Like the health workers leading a parallel challenge to New York’s vaccine mandate, they have argued that the Covid-19 vaccines are derived from fetal stem cell research and that a religious exemption in an earlier version of the rule was removed for discriminatory reasons.
Those arguments have so far carried the day—tentatively—in New York, where a federal appeals court is weighing whether to reinstate the mandate after it was temporarily blocked. A hearing before the U.S. Court of Appeals for the Second Circuit was put on hold Wednesday.
But the two mandates are different, Levy wrote for the U.S. District Court for the District of Maine. Crucially, New York’s exemption was eliminated just days before its mandate took effect, and the state retained its religious exemptions for other vaccines, the judge noted.
In Maine, meanwhile, lawmakers in 2019 repealed all vaccine exemptions for health workers without a valid medical reason, and the policy survived a referendum the next year, Levy said. That’s why the religious exemption was removed from the Covid-19 vaccine rule, he found.
“The record establishes that the Maine Legislature’s object in eliminating the religious and philosophical exemptions in 2019 was to further crucial public health goals, and nothing more,” the judge wrote.
He rejected the idea that the vaccine requirement resembles other restrictions, such as limits on religious gatherings, that the U.S. Supreme Court has struck down over the course of the pandemic.

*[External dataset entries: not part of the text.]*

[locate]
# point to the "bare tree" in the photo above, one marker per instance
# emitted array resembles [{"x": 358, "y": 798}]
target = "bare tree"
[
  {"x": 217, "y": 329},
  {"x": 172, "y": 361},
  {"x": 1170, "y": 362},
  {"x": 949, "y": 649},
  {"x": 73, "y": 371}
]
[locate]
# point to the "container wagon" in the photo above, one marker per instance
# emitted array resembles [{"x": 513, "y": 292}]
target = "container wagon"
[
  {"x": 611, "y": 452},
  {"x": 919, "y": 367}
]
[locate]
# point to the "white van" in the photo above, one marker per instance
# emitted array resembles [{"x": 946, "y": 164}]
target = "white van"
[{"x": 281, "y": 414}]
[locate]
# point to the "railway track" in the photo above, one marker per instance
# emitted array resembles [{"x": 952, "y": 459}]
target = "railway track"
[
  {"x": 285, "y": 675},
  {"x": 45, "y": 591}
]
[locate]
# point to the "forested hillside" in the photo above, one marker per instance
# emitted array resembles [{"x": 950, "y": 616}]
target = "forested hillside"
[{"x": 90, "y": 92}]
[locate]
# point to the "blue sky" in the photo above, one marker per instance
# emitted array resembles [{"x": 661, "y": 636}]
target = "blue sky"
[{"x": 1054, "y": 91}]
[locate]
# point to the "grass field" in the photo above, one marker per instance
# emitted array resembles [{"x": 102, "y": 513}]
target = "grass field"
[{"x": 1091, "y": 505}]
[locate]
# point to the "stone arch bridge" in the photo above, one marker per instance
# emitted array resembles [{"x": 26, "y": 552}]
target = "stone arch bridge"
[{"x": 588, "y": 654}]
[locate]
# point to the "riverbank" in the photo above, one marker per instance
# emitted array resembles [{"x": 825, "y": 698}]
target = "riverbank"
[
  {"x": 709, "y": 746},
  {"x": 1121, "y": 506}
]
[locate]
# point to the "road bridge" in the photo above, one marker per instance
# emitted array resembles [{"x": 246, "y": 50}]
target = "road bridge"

Worshippers affected by those rules had no other way of performing certain rituals and practices, but health workers who object to the mandate are free to quit, Levy said.
“The plaintiffs have, in fact, freely exercised their religious beliefs by declining to be vaccinated,” he wrote.
The state has also shown that other, less restrictive approaches—such as masking and testing alone—are insufficient to prevent outbreaks in health care settings, the judge found.
The government officials are represented by the state attorney general’s office. The plaintiffs are represented by Liberty Counsel.
The case is Doe v. Mills, D. Me., No. 21-cv-242, 10/13/21.